My daughter and I recently joined a scout sailing regatta. Lacking a real single-hander I sailed the kid’s Laser Bug while my daughter sailed her Sabot. However, since the Bug is a training boat generaly sailed in the UK, it doesn’t have an Australian Sailing yardstick. With a quick Google, I found a UK Portsmouth yardstick for it Aldeburgh Yacht Club - 1520 for the standard rig and 1440 for the race rig.

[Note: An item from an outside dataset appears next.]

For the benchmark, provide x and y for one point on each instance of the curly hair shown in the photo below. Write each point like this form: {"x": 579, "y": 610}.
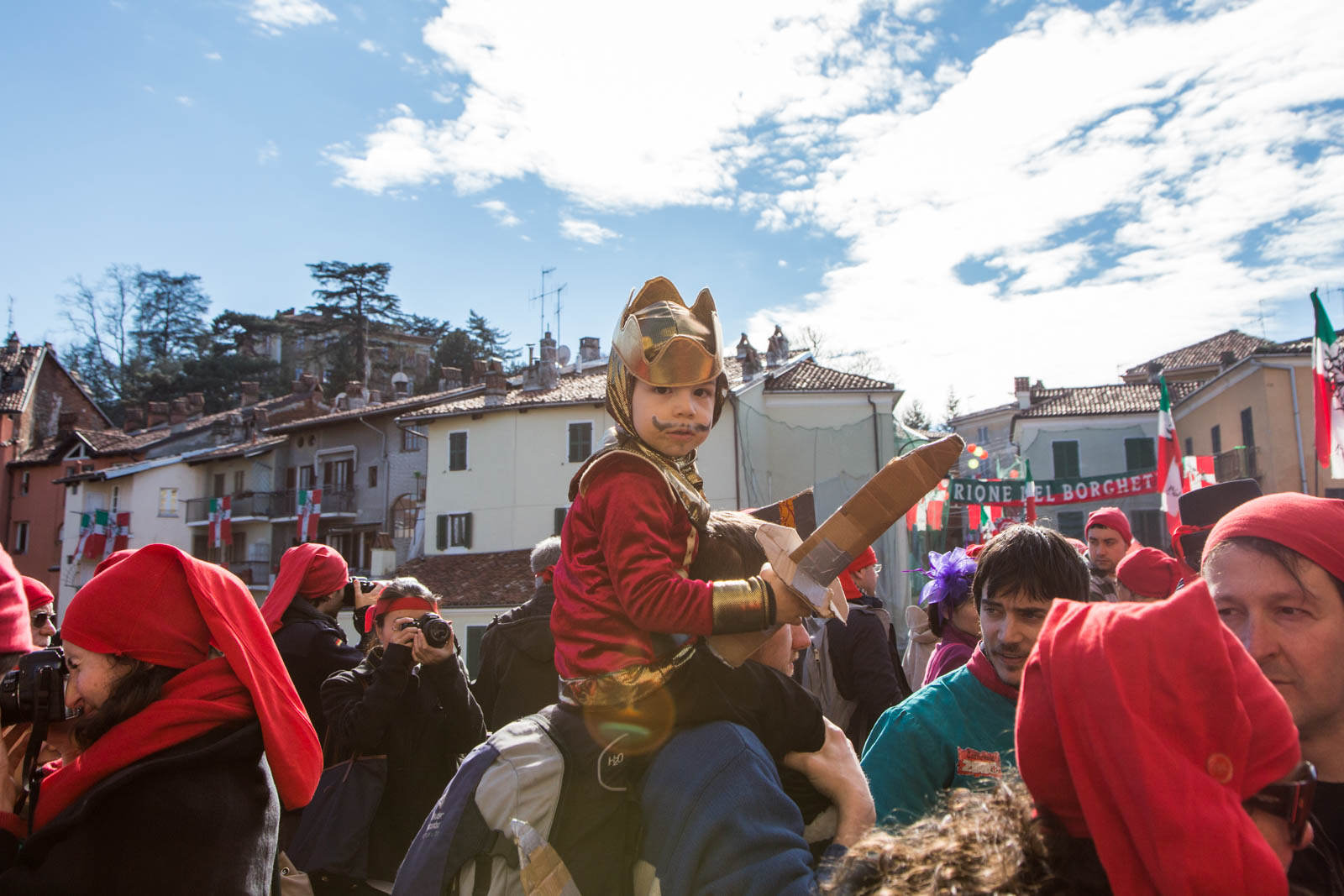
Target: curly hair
{"x": 974, "y": 842}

Using Portsmouth (PY) yardsticks:
\[Corrected \ Time = Elapsed \ Time × \frac{1000}{PY \ Number}\]For Australian Sailing (AS) its:
\[Corrected \ Time = Elapsed \ Time × \frac{100}{AS \ yardstick}\]So I just converted the 1440 to 144. However, the next day, thinking back on it, I realised there was no reason that should hold. What I should have done was to find some boats that had both PY and AS yardsticks, map the relationship between them and interpolate. A quick match up of the lists gave me 37 boats with yardsticks in both systems - with a pretty good linear relationship between them (the two obvious outliers are the RS600 and Hansa Liberty).
The linear model gives a conversion formula of
\[AS = .1042×PY + 1.73\]This results in an approximate AS yardstick of 152 for the Laser Bug in race mode and 160 in standard mode. At least I didn’t give myself an unfair advantage!